Сейчас, сопровождаемая двумя маленькими горничными, Парри пожелала мне доброго утра.
– Скажите, мадам… – Она деликатно помолчала, показывая, что просьба исходит не от нее. – Вы бы не возражали показаться людям?
– Показаться людям?
– Здешние селяне, миледи… они увидели ваш поезд… ваши носилки… и покорнейше просят дозволения засвидетельствовать свое почтение. Они ждали… на столь ужасном морозе… с таким терпением…
– Да ради Бога!
Я передала горничной остатки завтрака и взяла у Парри – она только что достала мой дорожный туалетный прибор – маленькое зеркальце. В него я внимательно наблюдала, как Парри расчесывает мне волосы.

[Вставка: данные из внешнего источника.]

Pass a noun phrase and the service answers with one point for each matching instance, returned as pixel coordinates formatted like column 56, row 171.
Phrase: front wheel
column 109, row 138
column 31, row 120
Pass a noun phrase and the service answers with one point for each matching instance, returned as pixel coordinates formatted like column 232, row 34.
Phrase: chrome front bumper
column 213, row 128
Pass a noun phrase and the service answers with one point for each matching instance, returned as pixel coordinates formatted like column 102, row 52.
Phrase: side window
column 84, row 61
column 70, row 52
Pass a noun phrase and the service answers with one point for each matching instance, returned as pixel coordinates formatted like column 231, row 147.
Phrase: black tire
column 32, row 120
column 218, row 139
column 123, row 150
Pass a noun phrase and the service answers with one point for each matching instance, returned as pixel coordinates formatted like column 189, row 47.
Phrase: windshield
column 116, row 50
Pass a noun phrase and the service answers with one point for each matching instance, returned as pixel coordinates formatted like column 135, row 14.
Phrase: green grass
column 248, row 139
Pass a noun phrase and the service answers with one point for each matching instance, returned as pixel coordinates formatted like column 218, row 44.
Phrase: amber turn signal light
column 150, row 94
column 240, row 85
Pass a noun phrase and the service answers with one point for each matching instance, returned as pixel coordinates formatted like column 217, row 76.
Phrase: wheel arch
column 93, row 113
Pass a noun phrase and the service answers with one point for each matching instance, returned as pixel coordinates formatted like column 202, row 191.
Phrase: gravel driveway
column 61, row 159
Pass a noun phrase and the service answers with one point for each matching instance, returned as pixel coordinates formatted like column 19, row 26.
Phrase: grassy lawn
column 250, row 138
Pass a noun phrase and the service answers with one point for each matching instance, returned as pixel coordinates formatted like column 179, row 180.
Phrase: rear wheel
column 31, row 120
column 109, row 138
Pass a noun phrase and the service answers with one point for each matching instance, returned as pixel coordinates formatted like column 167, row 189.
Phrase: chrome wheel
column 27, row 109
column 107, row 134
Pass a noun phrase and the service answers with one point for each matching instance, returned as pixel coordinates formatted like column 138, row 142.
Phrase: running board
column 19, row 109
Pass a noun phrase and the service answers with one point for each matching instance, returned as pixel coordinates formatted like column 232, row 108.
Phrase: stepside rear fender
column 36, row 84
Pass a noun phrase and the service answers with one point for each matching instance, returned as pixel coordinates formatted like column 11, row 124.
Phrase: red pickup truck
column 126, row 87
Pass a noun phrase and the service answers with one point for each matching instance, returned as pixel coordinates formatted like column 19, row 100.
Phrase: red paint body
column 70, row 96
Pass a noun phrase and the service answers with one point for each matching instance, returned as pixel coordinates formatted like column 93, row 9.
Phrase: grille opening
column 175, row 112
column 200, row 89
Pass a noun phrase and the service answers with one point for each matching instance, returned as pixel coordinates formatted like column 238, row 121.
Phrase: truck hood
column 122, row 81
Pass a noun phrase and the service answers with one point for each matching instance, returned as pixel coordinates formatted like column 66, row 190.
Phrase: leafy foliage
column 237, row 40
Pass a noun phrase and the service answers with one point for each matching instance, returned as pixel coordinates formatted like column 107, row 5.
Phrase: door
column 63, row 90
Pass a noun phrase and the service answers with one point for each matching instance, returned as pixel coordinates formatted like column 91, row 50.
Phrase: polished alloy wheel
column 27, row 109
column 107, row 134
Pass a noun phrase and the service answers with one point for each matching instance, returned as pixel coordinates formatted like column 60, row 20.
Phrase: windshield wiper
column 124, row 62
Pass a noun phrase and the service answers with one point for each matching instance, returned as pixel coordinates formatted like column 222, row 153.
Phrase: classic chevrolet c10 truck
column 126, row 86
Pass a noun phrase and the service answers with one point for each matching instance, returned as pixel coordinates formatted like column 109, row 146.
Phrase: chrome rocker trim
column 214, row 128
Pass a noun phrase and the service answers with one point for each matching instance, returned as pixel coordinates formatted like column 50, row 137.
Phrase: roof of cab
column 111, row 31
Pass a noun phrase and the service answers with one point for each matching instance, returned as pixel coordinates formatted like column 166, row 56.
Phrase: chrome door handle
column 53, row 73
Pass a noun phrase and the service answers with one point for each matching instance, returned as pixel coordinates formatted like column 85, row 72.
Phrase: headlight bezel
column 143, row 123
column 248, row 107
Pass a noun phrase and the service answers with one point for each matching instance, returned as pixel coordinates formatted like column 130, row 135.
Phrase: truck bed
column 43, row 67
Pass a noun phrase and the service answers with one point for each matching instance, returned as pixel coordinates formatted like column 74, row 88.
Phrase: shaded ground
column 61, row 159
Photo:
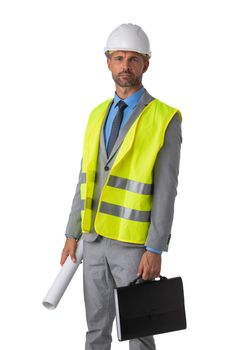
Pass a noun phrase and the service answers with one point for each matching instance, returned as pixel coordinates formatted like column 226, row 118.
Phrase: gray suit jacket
column 165, row 182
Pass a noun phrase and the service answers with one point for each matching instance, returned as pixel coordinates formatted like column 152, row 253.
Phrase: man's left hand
column 150, row 266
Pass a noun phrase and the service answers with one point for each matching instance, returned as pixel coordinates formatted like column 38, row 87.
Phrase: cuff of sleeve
column 153, row 250
column 75, row 235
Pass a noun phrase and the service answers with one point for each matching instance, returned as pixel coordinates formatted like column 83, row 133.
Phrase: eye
column 118, row 58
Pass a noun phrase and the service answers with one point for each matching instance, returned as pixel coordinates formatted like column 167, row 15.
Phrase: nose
column 125, row 65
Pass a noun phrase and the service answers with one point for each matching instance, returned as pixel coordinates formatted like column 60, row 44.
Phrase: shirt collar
column 131, row 101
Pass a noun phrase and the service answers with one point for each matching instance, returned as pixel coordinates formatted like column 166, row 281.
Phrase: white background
column 52, row 73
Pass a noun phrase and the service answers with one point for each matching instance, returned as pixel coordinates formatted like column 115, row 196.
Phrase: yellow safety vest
column 125, row 202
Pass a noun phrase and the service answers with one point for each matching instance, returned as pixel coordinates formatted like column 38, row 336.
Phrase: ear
column 108, row 63
column 146, row 65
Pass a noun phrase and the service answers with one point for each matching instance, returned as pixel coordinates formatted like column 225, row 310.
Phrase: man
column 124, row 200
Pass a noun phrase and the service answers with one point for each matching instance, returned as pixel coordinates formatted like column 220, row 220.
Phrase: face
column 127, row 67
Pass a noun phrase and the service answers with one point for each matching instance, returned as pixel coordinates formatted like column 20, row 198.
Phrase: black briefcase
column 148, row 308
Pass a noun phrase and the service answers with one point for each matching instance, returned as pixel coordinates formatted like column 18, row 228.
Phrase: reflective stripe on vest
column 125, row 203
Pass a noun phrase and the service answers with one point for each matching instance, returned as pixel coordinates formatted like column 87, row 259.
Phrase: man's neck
column 124, row 92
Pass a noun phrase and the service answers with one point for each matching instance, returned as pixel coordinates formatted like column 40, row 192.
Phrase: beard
column 127, row 79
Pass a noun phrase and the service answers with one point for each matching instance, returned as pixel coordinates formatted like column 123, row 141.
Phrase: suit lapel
column 144, row 101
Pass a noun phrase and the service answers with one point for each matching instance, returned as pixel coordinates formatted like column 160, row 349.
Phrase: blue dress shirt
column 131, row 102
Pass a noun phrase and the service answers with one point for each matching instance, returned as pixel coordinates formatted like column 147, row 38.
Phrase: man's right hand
column 69, row 249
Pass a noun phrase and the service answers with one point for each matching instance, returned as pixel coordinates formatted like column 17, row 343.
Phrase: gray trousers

– Сюда… на эту сторону… да, спасибо. Мои серьги, Кэт? Нет, нет, большие жемчужные. А теперь шапочку… коричневую бархатную… да.
Из гладкого металлического кружка на меня смотрело собственное лицо. По-моему, бледновато! Я потерла кулаками скулы, и на щеках тотчас же проступили два карминных пятна. Теперь я выглядела в точности как резная деревянная кукла.
– Мадам! – Парри была шокирована. – У леди на лице не должно быть красноты, это неприлично. Принцессе невозможно равняться с телятницей!